Queensland Art Gallery Celebrates Maverick Artist Jon Molvig
The Queensland Art Gallery celebrates the life and work of one of Australia’s founding expressionist painters with the opening of ‘Jon Molvig: Maverick’ this weekend.
QAGOMA Director Chris Saines said Jon Molvig was a passionate and rebellious painter – a relentless innovator, whose key works were created in Brisbane in the 1950s and 60s.
‘The exhibition ‘Maverick’ highlights the productive yet relatively short career of an intensely complicated artist and individual who died at the age of only 47,’ Mr Saines said.
‘Although born in Newcastle, it’s significant that Molvig chose to live here in Brisbane where, with great energy, he created innovative figure studies, portraits and landscapes, and made radical stylistic shifts in technique and approach to suit his subject matter.
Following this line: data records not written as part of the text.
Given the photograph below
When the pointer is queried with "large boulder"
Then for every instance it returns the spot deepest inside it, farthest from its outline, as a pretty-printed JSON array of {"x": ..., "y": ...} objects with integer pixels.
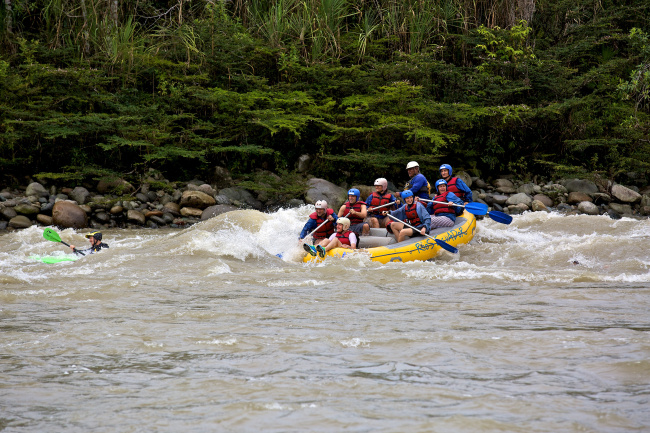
[
  {"x": 625, "y": 195},
  {"x": 520, "y": 198},
  {"x": 580, "y": 185},
  {"x": 196, "y": 199},
  {"x": 240, "y": 197},
  {"x": 120, "y": 186},
  {"x": 36, "y": 189},
  {"x": 215, "y": 210},
  {"x": 588, "y": 208},
  {"x": 576, "y": 197},
  {"x": 546, "y": 200},
  {"x": 80, "y": 195},
  {"x": 20, "y": 222},
  {"x": 67, "y": 214},
  {"x": 320, "y": 189}
]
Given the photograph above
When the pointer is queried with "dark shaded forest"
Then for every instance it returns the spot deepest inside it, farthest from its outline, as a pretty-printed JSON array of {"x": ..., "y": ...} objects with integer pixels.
[{"x": 100, "y": 88}]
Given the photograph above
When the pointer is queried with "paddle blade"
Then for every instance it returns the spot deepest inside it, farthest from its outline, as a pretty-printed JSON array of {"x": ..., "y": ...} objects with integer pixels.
[
  {"x": 51, "y": 235},
  {"x": 444, "y": 245},
  {"x": 476, "y": 208},
  {"x": 500, "y": 217}
]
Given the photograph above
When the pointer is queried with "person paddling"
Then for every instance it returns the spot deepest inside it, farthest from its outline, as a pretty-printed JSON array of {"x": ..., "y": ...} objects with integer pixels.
[
  {"x": 96, "y": 244},
  {"x": 455, "y": 184}
]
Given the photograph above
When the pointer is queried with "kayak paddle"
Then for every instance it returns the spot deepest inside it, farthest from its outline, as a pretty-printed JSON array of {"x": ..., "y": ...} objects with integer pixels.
[
  {"x": 473, "y": 207},
  {"x": 442, "y": 244},
  {"x": 53, "y": 236}
]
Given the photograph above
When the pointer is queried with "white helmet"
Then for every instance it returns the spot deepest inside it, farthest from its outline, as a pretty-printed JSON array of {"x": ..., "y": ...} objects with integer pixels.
[
  {"x": 412, "y": 164},
  {"x": 383, "y": 182},
  {"x": 344, "y": 222}
]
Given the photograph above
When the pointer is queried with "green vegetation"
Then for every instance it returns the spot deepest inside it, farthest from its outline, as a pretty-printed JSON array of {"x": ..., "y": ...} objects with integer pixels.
[{"x": 90, "y": 88}]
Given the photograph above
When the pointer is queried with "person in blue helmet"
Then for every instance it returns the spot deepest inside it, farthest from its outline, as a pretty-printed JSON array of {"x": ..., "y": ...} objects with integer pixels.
[
  {"x": 413, "y": 213},
  {"x": 455, "y": 184},
  {"x": 418, "y": 184},
  {"x": 356, "y": 210},
  {"x": 444, "y": 214}
]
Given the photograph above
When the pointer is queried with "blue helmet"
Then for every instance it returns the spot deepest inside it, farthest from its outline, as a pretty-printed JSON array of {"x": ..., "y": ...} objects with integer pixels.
[
  {"x": 355, "y": 192},
  {"x": 448, "y": 167}
]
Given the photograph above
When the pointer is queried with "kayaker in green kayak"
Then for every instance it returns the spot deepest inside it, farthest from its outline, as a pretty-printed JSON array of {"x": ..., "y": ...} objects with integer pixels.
[{"x": 96, "y": 244}]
It was in Brisbane that he built a national reputation.’
Exhibition curator Michael Hawker said Jon Molvig projected the image of a fiercely independent, feverishly driven artist.
‘He cultivated the persona of an outsider, a maverick who distanced himself from the acknowledged art centres of Sydney and Melbourne,’ Mr Hawker said.
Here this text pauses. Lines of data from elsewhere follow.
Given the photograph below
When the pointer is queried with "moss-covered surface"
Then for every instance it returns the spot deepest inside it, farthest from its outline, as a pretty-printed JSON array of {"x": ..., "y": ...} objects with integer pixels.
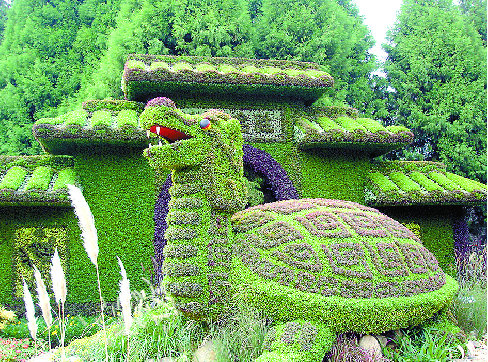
[
  {"x": 343, "y": 131},
  {"x": 420, "y": 183},
  {"x": 98, "y": 124},
  {"x": 333, "y": 173},
  {"x": 119, "y": 187},
  {"x": 17, "y": 223},
  {"x": 338, "y": 262},
  {"x": 147, "y": 76},
  {"x": 35, "y": 180},
  {"x": 435, "y": 225}
]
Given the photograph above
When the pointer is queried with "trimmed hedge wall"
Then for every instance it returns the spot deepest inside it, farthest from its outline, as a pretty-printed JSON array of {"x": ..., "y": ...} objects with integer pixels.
[
  {"x": 13, "y": 219},
  {"x": 119, "y": 187}
]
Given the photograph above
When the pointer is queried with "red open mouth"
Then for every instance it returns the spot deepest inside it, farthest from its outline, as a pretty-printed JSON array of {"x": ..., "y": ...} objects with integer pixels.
[{"x": 171, "y": 135}]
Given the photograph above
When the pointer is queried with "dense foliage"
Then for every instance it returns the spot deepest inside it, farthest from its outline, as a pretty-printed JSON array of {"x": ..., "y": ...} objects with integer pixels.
[
  {"x": 56, "y": 54},
  {"x": 437, "y": 67}
]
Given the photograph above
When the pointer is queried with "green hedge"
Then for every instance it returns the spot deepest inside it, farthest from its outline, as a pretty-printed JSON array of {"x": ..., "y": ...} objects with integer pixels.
[{"x": 14, "y": 178}]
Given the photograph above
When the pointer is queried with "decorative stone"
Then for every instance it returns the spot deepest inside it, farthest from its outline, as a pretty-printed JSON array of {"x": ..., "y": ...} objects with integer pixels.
[
  {"x": 205, "y": 353},
  {"x": 371, "y": 344}
]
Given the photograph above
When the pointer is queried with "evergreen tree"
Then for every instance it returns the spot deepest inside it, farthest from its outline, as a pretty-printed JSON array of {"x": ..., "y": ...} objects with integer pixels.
[
  {"x": 327, "y": 32},
  {"x": 437, "y": 67}
]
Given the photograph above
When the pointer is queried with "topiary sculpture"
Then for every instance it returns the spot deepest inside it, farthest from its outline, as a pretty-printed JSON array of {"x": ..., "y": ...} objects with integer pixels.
[{"x": 316, "y": 267}]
‘This is the first survey of Jon Molvig’s work in almost two decades and it features more than 100 paintings and works on paper drawn from national, state, regional and private collections.
‘Among the highlights in the exhibition are Molvig’s figure studies and acutely insightful portraits of artists and local identities, his boldly gestural paintings of women, lovers, brides and grooms, and reflections on the human condition. These works challenged the conservative art scene of Brisbane at the time, but garnered national attention.
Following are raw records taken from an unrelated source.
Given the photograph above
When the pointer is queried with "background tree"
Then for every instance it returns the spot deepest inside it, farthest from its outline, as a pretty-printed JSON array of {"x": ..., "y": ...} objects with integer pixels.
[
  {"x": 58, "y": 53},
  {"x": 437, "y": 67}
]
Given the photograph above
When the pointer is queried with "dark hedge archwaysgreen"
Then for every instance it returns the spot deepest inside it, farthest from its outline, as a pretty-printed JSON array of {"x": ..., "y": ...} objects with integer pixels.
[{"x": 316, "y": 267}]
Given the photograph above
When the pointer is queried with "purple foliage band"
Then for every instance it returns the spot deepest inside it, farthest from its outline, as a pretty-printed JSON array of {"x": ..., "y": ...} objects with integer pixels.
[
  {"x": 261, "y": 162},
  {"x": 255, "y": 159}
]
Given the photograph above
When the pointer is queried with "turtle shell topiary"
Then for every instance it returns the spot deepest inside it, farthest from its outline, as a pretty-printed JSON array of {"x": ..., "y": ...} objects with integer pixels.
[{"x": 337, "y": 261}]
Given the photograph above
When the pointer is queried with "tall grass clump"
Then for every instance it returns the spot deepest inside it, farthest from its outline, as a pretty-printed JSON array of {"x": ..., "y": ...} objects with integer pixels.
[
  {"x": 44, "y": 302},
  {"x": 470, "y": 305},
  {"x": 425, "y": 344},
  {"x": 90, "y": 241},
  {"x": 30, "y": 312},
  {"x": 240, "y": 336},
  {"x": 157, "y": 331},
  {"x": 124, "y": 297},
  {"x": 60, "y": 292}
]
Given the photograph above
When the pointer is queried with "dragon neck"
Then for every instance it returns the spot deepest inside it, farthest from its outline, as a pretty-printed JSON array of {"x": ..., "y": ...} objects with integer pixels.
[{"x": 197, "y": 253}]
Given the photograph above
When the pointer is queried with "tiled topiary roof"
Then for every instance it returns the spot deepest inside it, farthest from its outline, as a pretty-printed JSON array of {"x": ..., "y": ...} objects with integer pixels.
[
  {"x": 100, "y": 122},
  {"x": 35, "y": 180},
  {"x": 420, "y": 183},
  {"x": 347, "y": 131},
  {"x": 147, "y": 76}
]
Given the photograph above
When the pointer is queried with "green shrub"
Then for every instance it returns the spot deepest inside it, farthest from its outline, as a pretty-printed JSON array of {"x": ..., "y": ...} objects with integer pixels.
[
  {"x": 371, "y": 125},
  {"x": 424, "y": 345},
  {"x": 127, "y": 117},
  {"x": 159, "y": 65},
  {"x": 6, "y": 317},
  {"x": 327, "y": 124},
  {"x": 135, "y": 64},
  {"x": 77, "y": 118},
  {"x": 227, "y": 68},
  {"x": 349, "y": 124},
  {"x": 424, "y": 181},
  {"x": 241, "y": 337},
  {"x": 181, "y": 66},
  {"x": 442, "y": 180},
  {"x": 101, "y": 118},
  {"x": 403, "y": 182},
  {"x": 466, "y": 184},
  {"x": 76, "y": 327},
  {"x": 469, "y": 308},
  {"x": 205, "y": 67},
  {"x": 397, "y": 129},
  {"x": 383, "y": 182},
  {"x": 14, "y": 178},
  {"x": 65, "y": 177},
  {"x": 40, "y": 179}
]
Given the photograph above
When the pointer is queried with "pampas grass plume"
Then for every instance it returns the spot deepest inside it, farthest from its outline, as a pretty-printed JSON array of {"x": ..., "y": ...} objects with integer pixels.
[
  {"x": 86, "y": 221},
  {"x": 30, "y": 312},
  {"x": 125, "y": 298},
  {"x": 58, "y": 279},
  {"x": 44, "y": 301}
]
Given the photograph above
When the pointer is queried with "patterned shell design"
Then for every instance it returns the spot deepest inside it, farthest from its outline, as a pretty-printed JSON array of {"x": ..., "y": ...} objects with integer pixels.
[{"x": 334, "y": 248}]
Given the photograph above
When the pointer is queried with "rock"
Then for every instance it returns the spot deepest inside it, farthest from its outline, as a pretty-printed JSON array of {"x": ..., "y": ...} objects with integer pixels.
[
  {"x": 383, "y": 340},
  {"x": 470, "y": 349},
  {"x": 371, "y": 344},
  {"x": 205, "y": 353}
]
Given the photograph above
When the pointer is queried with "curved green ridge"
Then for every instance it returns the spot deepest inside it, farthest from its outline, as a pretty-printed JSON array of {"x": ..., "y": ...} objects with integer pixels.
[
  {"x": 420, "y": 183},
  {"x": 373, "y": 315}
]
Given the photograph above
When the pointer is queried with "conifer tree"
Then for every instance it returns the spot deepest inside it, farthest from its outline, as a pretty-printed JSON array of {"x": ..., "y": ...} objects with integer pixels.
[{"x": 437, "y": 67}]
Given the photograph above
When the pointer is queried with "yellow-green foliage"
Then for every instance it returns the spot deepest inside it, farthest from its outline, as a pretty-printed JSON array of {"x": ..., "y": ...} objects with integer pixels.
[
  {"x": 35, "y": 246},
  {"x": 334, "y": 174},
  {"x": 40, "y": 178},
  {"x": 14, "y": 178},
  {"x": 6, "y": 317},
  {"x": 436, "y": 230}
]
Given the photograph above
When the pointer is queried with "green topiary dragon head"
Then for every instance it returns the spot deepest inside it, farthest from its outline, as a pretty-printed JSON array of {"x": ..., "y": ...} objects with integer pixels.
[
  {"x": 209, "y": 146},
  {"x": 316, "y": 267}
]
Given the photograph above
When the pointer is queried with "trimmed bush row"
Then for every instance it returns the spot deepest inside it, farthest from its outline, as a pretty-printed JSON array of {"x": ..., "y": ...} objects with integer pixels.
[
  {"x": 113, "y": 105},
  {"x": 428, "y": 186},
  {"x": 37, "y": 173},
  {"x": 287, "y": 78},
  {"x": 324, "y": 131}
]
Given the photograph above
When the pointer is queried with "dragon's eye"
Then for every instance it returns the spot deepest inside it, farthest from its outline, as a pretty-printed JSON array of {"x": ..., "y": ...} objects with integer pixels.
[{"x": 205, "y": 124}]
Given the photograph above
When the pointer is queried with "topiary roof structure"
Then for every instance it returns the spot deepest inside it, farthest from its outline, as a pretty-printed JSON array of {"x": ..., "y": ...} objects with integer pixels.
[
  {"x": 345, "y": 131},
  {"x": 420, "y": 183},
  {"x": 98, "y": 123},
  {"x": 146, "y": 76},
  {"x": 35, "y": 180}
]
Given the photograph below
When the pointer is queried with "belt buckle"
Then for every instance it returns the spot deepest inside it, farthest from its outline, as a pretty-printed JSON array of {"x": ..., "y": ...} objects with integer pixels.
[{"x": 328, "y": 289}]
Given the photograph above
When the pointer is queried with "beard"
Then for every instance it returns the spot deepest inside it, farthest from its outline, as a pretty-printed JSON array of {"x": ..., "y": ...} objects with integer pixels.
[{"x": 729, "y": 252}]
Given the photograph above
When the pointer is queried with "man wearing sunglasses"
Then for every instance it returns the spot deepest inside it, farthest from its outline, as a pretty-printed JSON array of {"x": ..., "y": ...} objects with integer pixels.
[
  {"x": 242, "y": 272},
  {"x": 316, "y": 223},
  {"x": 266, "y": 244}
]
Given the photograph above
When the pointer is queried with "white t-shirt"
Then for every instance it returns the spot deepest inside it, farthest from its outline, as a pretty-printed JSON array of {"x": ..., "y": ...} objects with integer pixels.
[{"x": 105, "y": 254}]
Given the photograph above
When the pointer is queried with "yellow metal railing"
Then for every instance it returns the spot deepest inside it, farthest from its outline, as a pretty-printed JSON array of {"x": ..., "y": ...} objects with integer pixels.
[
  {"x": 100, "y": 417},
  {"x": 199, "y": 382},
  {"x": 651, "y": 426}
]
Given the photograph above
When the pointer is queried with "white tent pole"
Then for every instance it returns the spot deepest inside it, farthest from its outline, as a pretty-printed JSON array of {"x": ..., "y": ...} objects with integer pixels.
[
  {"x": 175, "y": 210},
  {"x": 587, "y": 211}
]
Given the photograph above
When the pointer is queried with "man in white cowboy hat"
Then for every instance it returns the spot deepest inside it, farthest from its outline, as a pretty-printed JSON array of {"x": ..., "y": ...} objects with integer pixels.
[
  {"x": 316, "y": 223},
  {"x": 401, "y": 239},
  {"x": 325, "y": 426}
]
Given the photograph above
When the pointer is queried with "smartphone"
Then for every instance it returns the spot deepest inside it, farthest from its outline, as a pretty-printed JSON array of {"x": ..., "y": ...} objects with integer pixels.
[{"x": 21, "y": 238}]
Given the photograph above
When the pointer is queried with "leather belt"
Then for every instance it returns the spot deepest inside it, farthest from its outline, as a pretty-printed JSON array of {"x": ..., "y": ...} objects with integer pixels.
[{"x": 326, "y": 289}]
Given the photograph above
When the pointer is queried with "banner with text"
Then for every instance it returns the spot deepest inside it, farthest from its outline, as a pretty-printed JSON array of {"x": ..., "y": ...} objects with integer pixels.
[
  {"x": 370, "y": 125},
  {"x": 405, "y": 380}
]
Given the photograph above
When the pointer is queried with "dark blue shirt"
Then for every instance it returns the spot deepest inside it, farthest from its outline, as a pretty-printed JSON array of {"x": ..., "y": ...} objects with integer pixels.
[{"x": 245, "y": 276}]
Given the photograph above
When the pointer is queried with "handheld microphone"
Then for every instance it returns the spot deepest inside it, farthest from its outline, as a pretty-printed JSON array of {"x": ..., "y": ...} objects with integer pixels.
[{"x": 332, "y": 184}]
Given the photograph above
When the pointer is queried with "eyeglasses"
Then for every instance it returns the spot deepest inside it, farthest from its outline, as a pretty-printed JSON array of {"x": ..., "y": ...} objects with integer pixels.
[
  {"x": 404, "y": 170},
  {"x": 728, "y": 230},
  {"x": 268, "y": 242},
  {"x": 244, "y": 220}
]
‘In 1966 Molvig won the sought-after award Archibald Prize with a portrait of artist and friend Charles Blackman. This work appears in ‘Maverick’ alongside Molvig’s other Archibald entries such as Self‑portrait 1956, Portrait of Russell Cuppaidge 1959, James Finney 1960, and his 1963 painting of fellow artist Joy Roggenkamp.
‘Equally essential to the artist’s varied output were Molvig’s depictions of the Australian landscape - the ‘Centralian’ series inspired by a formative trip to Central Australia and Uluru in 1958 and 1959, ‘Eden industrial’, a number of densely layered, blowtorched paintings from the early 1960s, and ‘Tree of man’, ten works from 1968 that represent his final artistic statement.
‘Aside from his achievements as an artist, Molvig was an inspiring teacher who mentored a whole generation of younger Brisbane artists including Mervyn Moriarty, Andrew Sibley, John Aland and Ann Thomson.
‘He exerted a formidable presence and influence on artists and the arts scene in our city. Brisbane was a catalyst for his development as an artist and inspired his greatest work and it was from here that his influence spread,’ Mr Hawker said.
From 11.30am this Saturday 14 September audiences can join Michael Hawker for a tour of ‘Jon Molvig: Maverick’ and from 1.30pm hear a talk on Molvig by independent writer and curator Samantha Littley.
Additional talks on the exhibition will be presented from 11.30am on Sunday 27 October (with Michele Helmrich, former Associate Director, Curatorial, The University of Queensland Art Museum); Sunday 10 November (with Glenn R Cooke, former Research Curator, Queensland Heritage, QAGOMA); and Sunday 2 February (with Bruce Heiser, art dealer, valuer and researcher, and Michael Hawker).
‘Jon Molvig: Maverick’ continues until 2 February, 2020.
Jon Molvig (1923‑70)
Jon Molvig was born in Newcastle in 1923 and his mother died when he was two years old. After an unhappy, unsettled childhood he went on to serve in New Guinea and the Philippines during World War Two. Molvig studied art at East Sydney Technical College from 1947-49 before travelling in Europe until 1952. After settling in Brisbane in 1955, he worked voraciously up until his premature death from renal failure in 1970.